Essen. . Coup in der Regionalliga: Bei Rot-Weiss Essen geht die Merkur-Sonne auf — für 150.000 Euro pro Jahr. Der Sponsorenvertrag läuft über eine Saison.
- Rot-Weiss Essen hat einen neuen Trikotsponsor: den Online-Wettanbieter X-Tip
- Der Klub darf mit einer sechsstelligen Summe rechnen — um die 150.000 Euro für die Saison
- Noch gab es keine RWE-Bestätigung, aber in der nächsten Woche soll der neue Sponsor verkündet werden
Auf Rot-Weiss Essen kommt ein warmer Geldregen zu: Nächste Woche wird der Fußball-Regionalligist einen Trikotsponsor für die Saison 2017/18 bekanntgeben. Nach Informationen dieser Zeitung steigt der Online-Wettanbieter X-Tip ein. Der Klub darf mit einer sechsstelligen Summe rechnen — um die 150.000 Euro für die Saison.

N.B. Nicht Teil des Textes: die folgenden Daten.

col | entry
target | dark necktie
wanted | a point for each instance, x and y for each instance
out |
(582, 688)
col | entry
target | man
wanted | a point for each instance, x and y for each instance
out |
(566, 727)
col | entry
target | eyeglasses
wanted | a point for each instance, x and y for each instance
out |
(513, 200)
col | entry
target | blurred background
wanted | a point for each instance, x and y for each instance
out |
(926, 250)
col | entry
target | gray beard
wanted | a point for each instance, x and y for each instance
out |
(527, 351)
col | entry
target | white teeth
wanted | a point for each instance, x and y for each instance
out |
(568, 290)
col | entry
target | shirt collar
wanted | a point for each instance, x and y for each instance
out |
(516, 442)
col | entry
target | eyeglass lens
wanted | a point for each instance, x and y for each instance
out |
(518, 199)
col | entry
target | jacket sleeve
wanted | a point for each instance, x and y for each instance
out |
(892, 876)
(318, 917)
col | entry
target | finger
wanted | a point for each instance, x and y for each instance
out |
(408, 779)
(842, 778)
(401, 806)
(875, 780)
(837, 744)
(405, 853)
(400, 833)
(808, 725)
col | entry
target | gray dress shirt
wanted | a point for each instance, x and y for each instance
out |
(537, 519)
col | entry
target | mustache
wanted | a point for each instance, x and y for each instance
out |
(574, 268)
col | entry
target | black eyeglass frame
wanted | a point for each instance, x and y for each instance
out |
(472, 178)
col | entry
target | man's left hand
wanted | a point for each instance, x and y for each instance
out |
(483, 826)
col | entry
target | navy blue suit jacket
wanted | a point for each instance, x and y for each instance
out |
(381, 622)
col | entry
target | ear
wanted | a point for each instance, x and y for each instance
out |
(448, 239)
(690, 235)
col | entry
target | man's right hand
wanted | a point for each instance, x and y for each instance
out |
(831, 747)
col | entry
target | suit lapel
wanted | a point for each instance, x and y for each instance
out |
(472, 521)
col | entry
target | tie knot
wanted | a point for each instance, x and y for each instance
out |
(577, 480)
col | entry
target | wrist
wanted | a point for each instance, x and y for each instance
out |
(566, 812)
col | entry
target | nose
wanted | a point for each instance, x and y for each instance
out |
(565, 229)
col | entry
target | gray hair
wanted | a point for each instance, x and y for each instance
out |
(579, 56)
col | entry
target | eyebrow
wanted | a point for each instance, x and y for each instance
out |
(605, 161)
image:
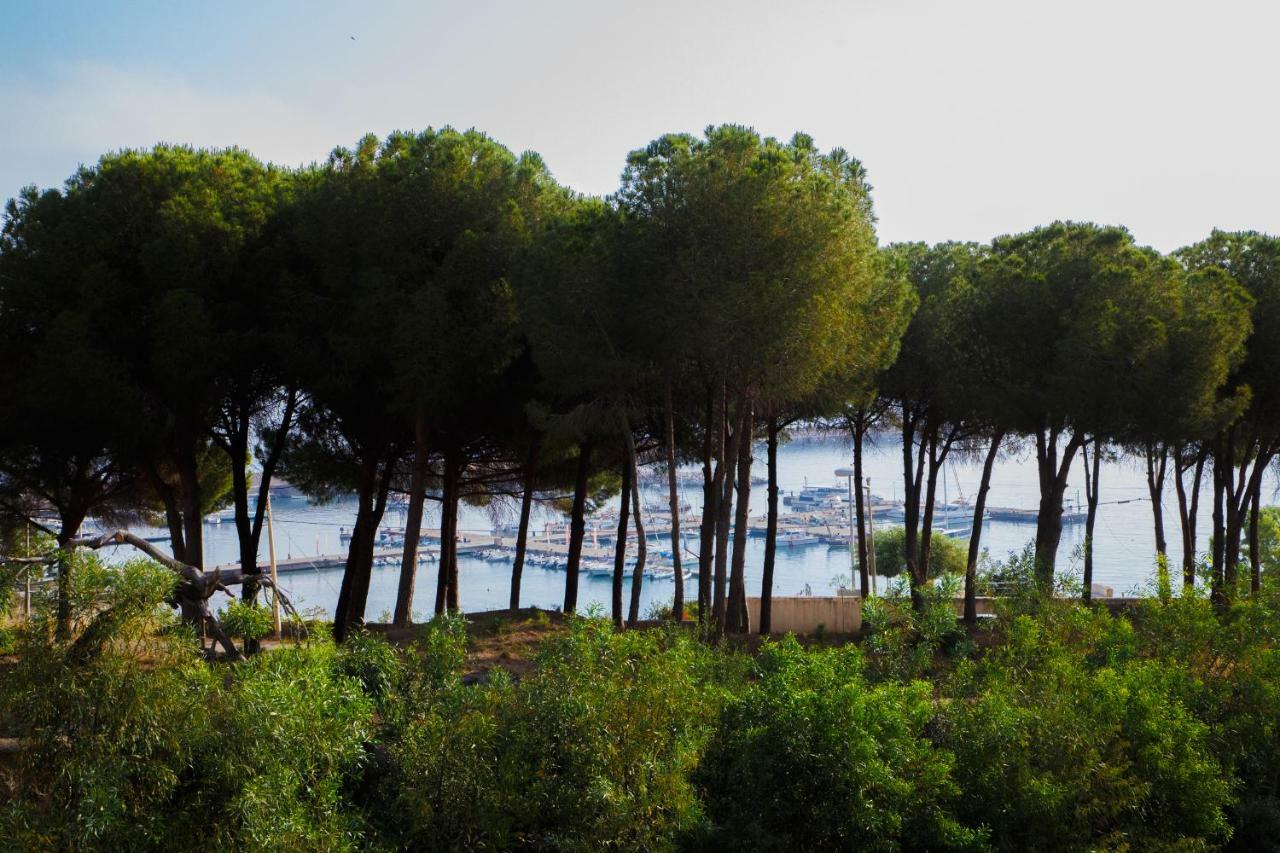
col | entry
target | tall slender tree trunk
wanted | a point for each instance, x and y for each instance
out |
(860, 506)
(641, 544)
(620, 550)
(577, 527)
(737, 619)
(248, 528)
(937, 457)
(1091, 495)
(771, 527)
(360, 588)
(1255, 556)
(453, 597)
(172, 514)
(526, 505)
(448, 529)
(243, 528)
(1234, 516)
(361, 534)
(188, 479)
(725, 479)
(979, 507)
(1217, 585)
(1157, 461)
(69, 524)
(1052, 486)
(711, 510)
(1188, 507)
(412, 525)
(677, 605)
(913, 475)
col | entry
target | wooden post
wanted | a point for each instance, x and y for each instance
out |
(871, 537)
(27, 553)
(270, 552)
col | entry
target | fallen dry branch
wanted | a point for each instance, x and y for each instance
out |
(195, 588)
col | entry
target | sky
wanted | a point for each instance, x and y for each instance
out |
(973, 119)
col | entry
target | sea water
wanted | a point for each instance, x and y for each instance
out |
(1124, 537)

Bei Sponsoring-Erlösen von etwa drei Millionen Euro im Jahr steigt X-Tip damit direkt zum größten Einzelsponsor des Vereins auf. Bei einem Jahresetat von 5,5 Millionen Euro sind Sponsoren für die Klubs in der vierten Liga überlebenswichtig. Der RWE-Sponsorenvertrag mit X-Tip läuft zunächst über eine Saison und enthält die Option auf eine Verlängerung.
Neuer Sponsorenvertrag ist ein Coup
Der neue Sponsorenvertrag ist ein Coup. Über Jahre hatte Rot-Weiss Essen vergeblich versucht, einen permanenten Geldgeber für die Trikotfläche zu präsentieren. Noch in diesem Frühjahr machte der Verein mit einer drolligen Marketing-Aktion von sich reden. Spender bezahlten der Bierbrauerei „Stauder“ aus Liebe zum Bier für ein paar Wochen den Auftritt auf der Spielerbrust.
Jetzt waren gleich mehrere Unternehmen am lukrativsten Sponsoring-Paket des Vereins interessiert. Neben X-Tip war da die Essener Internet-Firma maschinensucher.de, die führende Plattform für Stehende Gebrauchtmaschinen in Europa. Bis zuletzt hatte Geschäftsführer Thorsten Muschler über Mittelsmänner mitgeboten, um X-Tip vom Trikot zu verdrängen.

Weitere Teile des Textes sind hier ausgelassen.